On Monday afternoon, a compressed natural gas (CNG)-powered bus caught fire in Moline, Ill., but officials from the local fire department and the bus operating company say there is no initial indication that CNG is to blame for the incident. No one was injured.
Jennifer Garrity, spokesperson for the Rock Island County Metropolitan Mass Transit District (MetroLINK), says the bus driver had left the unoccupied vehicle parked but still running at Black Hawk College in order to take a short break. When the driver came back, she saw smoke rising from the engine compartment, discovered a fire under the hood, and attempted to extinguish it herself. The effort proved unsuccessful, so she called the fire department.
Jim Versluis, training officer at the Moline fire department, says that by the time firefighters arrived on scene, the blaze had spread and the whole bus was engulfed in flames.
Garrity and Versluis both say that shortly after the firefighters began their attack, the pressure-relief devices on the bus' rooftop CNG tanks properly triggered and started to vent the natural gas. Versluis, who was not on scene but reviewed the department report and spoke with firefighters who were there, says the fire ignited the CNG.
He says firefighters worked to control the bus' flames but purposely allowed the CNG coming from the tanks to continue burning and empty out.
“That is because as long as the natural gas is on fire, we know where it is,” Versluis explains. “If we put out the flames, then the gas escaping becomes invisible.”
“A typical firefighting tactic is to spray water on the top of the tank, or vapor space, and try to keep the tanks cool enough so they don't overpressurize while waiting for the gas to be fully released,” he continues.
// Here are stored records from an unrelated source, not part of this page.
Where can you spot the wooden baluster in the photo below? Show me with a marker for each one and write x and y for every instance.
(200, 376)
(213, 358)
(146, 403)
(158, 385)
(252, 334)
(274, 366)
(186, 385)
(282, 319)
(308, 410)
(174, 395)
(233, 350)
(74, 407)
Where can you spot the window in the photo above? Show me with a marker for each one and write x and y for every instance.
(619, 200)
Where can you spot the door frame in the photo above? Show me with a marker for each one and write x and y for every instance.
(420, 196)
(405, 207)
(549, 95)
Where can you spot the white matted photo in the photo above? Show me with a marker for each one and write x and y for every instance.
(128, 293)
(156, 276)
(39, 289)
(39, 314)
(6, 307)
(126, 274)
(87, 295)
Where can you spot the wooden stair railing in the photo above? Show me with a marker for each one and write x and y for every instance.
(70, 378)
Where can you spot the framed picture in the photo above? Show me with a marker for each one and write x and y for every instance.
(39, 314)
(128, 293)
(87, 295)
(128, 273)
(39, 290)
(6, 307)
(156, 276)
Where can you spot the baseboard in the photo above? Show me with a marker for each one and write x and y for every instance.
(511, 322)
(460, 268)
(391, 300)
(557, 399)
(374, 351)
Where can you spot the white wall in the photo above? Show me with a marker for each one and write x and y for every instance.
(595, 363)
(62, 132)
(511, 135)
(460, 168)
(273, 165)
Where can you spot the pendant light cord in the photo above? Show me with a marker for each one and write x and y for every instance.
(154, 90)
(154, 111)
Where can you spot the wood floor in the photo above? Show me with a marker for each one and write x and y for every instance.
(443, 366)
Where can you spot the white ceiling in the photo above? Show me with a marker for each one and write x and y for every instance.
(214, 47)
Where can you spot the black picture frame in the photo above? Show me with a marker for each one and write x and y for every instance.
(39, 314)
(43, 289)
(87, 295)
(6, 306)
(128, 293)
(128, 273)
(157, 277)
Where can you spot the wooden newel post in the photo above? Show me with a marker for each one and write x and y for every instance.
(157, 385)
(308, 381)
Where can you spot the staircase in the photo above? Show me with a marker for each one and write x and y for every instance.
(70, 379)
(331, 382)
Versluis and Garrity emphasize this is an isolated incident. Nonetheless, because CNG vehicles account for about 80% of MetroLINK's bus fleet, Garrity says the operator trains the fire department on how to deal with any potential issues that might arise.
“I think that was pretty key in how they determined the best course of action,” says Garrity.
Although MetroLINK operates CNG buses from different manufacturers, including ElDorado National and New Flyer Industries, Garrity says the affected bus was a 40-foot New Flyer Xcelsior CNG model. At press time, she could not verify how many CNG tanks were on the bus.
Citing a separate MetroLINK source, though, Versluis says the bus featured six tanks.
When contacted for this story, a New Flyer spokesperson declined to comment.
Regardless, Versluis and Garrity say the main point is that the tanks' safety mechanisms did their job.
“If the pressure relief valves work and release the gas, we're not too worried about an explosion,” notes Versluis. “The bus did exactly what it was supposed to do.”
As for what caused the fire in the first place, he says, “There's no indication that it was the CNG itself. The fire just spread beyond the engine compartment.” He adds that no foul play is suspected.
Garrity says MetroLINK is looking into the incident.Â
“Preliminary investigation suggests it's electrical, not CNG related,” she states. “At this point, we are doing a thorough assessment with our own internal maintenance crew and looking to bring in a forensic expert who can provide additional support in helping us determine the cause of the fire.”
NGT News will continue to follow the story and provide updates as more information is known.